Objective: Childhood idiopathic pulmonary arterial hypertension (IPAH) is a devastating and rapidly progressive disease. Combination medical therapies are frequently employed, despite limited data about efficacy. We reviewed outcomes for all children aged 0-18 years with IPAH, referred to a single state-wide cardiology service since 1998 (current patients).
Methods: Standard statistical methods were used to assess survival. Freedom from initiation of intravenous epoprostenol was calculated for those started on first-line oral therapies. Historic controls comprised children with IPAH diagnosed between 1980-1997.
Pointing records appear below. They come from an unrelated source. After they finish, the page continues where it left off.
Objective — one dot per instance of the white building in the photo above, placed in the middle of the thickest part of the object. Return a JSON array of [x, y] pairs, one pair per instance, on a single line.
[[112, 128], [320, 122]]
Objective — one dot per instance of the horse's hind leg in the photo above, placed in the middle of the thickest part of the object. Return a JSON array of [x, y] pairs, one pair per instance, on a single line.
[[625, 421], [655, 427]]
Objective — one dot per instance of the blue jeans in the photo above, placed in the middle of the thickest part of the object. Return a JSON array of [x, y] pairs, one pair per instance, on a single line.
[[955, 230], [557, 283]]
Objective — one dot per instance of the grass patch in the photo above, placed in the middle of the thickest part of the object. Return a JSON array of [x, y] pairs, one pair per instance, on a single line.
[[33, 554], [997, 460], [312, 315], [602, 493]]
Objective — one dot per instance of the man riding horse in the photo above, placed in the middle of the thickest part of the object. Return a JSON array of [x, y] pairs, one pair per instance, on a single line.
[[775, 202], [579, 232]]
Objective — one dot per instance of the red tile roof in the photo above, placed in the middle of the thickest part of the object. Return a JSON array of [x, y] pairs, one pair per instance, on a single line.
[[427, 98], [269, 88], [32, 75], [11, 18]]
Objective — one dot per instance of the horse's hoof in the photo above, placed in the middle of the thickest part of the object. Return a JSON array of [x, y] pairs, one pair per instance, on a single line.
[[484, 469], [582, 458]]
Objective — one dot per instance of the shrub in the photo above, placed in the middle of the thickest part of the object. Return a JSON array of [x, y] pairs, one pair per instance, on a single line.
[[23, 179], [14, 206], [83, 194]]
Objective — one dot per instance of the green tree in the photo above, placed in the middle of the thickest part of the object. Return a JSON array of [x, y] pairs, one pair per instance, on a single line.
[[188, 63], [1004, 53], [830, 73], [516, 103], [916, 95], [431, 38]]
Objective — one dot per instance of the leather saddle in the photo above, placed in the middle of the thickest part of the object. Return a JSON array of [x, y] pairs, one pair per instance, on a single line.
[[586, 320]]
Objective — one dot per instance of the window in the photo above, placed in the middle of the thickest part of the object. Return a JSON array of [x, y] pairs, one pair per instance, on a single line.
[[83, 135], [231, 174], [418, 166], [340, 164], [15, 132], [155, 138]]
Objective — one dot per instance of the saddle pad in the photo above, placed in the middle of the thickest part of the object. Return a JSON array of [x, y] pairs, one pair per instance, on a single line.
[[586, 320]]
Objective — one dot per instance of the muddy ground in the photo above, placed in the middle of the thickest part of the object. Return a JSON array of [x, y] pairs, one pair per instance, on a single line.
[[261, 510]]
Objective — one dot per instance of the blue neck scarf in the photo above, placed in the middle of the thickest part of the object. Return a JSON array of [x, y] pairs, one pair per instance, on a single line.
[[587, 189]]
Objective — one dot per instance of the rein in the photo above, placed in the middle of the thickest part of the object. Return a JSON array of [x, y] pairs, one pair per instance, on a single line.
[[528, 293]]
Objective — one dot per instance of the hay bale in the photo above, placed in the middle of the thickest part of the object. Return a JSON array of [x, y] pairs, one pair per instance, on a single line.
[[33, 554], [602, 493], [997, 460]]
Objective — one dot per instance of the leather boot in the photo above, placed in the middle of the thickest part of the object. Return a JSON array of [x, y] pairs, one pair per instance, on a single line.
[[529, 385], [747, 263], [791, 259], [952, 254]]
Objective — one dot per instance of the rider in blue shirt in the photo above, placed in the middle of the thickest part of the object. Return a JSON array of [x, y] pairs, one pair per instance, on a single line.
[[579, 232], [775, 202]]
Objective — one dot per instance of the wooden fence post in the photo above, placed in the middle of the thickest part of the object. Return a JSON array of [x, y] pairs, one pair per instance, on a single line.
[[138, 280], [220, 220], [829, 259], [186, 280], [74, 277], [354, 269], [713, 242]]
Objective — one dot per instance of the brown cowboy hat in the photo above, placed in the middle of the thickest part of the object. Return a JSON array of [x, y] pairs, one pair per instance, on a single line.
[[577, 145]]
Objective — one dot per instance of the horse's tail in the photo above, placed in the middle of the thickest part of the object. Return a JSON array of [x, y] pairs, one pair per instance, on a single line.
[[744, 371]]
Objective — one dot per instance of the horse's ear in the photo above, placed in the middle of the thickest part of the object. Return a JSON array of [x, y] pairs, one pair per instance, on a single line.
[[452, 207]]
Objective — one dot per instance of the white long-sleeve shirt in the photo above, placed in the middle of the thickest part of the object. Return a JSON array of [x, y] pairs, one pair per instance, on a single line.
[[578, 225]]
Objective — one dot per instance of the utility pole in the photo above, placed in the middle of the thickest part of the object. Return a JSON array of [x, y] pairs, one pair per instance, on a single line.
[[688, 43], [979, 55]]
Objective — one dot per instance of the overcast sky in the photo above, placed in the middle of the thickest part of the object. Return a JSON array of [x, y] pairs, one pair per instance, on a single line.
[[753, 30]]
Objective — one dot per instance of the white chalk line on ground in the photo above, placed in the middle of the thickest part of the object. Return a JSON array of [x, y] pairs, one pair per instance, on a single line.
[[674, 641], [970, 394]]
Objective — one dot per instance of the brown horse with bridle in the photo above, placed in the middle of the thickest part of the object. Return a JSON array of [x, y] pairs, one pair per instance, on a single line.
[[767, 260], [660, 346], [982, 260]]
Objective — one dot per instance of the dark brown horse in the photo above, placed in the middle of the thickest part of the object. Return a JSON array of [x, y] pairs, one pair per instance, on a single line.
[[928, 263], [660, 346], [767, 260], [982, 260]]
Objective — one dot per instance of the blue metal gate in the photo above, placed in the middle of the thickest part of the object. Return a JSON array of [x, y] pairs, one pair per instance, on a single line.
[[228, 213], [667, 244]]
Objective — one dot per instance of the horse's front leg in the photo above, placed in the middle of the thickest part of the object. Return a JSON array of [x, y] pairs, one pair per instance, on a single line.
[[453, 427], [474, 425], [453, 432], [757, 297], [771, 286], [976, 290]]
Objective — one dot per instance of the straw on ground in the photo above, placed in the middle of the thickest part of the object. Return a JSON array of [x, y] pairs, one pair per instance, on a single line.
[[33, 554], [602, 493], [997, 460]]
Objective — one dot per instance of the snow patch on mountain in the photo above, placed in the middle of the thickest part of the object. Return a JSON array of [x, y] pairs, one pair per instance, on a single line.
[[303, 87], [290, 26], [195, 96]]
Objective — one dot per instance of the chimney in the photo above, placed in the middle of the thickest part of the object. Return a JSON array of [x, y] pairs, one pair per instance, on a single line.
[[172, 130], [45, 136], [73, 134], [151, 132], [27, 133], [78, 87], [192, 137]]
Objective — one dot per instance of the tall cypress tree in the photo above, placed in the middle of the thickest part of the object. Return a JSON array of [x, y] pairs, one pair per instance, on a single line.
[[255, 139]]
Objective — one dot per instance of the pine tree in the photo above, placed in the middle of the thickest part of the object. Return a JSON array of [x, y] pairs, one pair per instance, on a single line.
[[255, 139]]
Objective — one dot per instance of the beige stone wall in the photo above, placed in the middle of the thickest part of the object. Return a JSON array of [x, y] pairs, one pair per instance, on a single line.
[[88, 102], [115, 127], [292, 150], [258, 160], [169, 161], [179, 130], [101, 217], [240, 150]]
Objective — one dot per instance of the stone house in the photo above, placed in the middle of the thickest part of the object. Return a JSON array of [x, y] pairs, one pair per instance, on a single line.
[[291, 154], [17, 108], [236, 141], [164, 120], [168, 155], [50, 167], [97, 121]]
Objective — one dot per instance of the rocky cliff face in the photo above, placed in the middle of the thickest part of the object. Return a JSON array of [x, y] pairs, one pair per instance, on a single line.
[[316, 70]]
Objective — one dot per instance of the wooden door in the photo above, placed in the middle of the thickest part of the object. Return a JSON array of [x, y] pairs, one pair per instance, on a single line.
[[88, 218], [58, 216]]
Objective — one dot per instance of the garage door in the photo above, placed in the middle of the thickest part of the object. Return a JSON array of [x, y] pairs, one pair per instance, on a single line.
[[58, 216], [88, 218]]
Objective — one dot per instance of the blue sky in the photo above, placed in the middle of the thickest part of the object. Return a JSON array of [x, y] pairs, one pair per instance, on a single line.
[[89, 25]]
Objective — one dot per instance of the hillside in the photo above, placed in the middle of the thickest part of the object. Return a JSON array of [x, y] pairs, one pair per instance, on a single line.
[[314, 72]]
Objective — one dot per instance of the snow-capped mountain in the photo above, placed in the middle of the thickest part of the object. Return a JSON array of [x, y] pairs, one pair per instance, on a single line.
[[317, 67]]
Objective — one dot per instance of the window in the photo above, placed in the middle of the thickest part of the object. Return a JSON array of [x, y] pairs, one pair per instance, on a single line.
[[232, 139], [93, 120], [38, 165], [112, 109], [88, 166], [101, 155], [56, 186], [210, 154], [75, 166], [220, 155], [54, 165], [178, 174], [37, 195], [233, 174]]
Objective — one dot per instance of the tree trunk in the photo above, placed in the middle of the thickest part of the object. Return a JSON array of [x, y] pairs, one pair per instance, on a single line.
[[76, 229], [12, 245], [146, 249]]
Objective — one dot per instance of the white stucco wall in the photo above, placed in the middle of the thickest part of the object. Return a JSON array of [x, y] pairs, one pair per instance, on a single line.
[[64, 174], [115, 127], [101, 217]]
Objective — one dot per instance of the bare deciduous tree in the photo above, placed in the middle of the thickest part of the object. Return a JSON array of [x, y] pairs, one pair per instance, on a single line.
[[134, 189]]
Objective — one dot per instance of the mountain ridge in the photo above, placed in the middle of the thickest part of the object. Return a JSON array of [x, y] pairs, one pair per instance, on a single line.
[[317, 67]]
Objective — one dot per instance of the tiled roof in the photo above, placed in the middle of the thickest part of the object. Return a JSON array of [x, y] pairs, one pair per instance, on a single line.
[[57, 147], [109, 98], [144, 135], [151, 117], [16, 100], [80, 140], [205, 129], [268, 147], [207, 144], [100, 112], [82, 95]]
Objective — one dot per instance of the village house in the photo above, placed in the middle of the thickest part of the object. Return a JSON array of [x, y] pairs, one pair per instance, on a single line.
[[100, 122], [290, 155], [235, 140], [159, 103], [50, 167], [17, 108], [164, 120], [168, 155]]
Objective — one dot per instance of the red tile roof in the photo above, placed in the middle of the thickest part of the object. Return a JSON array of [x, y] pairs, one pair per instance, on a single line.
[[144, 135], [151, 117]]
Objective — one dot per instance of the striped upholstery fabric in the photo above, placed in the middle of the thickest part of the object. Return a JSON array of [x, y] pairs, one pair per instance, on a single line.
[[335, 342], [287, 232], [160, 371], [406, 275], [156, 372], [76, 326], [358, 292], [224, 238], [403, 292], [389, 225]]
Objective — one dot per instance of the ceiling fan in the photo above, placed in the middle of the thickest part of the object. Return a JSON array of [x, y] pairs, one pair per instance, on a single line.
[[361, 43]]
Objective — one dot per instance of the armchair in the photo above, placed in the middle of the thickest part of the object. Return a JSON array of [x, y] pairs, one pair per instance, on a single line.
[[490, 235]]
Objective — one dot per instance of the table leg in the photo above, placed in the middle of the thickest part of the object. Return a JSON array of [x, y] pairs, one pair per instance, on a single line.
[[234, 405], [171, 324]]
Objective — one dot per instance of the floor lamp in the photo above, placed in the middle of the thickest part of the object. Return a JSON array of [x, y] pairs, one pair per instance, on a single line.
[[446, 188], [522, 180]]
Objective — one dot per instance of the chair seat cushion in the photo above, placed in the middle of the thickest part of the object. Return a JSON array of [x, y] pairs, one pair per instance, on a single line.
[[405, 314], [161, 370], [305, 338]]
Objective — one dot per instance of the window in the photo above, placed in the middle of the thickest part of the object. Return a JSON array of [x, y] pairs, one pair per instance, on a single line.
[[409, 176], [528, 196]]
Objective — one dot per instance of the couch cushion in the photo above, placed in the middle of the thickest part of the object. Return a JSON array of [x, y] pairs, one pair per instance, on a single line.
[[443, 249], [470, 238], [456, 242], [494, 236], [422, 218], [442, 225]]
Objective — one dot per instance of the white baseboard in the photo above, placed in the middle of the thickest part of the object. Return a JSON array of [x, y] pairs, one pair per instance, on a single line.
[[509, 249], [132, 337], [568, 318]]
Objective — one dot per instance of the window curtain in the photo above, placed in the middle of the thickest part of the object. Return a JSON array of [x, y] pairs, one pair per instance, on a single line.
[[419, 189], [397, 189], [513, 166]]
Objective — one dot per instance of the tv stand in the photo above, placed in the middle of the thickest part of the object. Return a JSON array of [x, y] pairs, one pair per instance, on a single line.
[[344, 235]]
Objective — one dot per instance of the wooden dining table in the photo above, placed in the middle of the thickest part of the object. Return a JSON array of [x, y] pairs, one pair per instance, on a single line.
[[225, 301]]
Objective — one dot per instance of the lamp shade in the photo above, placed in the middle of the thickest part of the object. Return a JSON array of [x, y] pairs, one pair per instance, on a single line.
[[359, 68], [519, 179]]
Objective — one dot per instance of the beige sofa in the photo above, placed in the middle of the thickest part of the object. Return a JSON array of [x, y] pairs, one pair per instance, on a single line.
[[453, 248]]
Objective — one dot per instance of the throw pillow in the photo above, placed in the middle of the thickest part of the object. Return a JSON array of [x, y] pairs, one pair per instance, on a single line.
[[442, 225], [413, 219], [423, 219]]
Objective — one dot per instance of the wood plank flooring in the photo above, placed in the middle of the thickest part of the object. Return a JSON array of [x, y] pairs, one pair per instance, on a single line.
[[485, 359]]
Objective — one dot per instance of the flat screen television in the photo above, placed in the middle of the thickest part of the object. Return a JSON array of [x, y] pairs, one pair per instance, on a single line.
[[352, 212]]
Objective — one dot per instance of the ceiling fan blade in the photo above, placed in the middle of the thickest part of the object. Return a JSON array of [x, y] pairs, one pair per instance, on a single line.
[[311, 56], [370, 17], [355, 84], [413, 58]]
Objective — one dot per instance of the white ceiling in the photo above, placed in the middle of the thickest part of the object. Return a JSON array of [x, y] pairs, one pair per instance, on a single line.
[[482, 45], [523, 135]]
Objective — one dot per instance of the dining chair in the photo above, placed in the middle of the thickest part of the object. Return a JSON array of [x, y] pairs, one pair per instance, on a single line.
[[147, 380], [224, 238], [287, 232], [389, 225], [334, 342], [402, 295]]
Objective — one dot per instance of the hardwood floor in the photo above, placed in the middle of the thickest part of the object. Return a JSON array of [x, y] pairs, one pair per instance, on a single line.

Results: The mean (SD) age at diagnosis for 15 current IPAH patients was 7.3 (4.2) years compared to 6.9 (4.2) years for 13 historic controls (p=0.83). The two groups were matched for haemodynamic parameters at right heart catheterisation. A PDE5 inhibitor was administered to 12 of 15 (80%) current patients, an endothelin receptor antagonist in 14 (93.3%) patients, epoprostenol in 9 (66.7%) and a calcium channel blocker in 2 (13.3%) patients. Eight current patients have been treated with a combination of 3 PAH specific therapies, 6 patients with two therapies, and one patient is receiving monotherapy. Survival free from lung transplantation for current patients was 100% at 1 year after diagnosis and 56.4% at 5 years, compared to 50% at 1 year and 33.3% at 5 years for historic controls (p=0.06). Survival free from epoprostenol initiation for current patients was only 22.4% at 5 years.
Conclusions: Combination therapies are associated with modestly improved survival in children with IPAH. The probability of epoprostenol utilisation within 5 years of diagnosis remains high.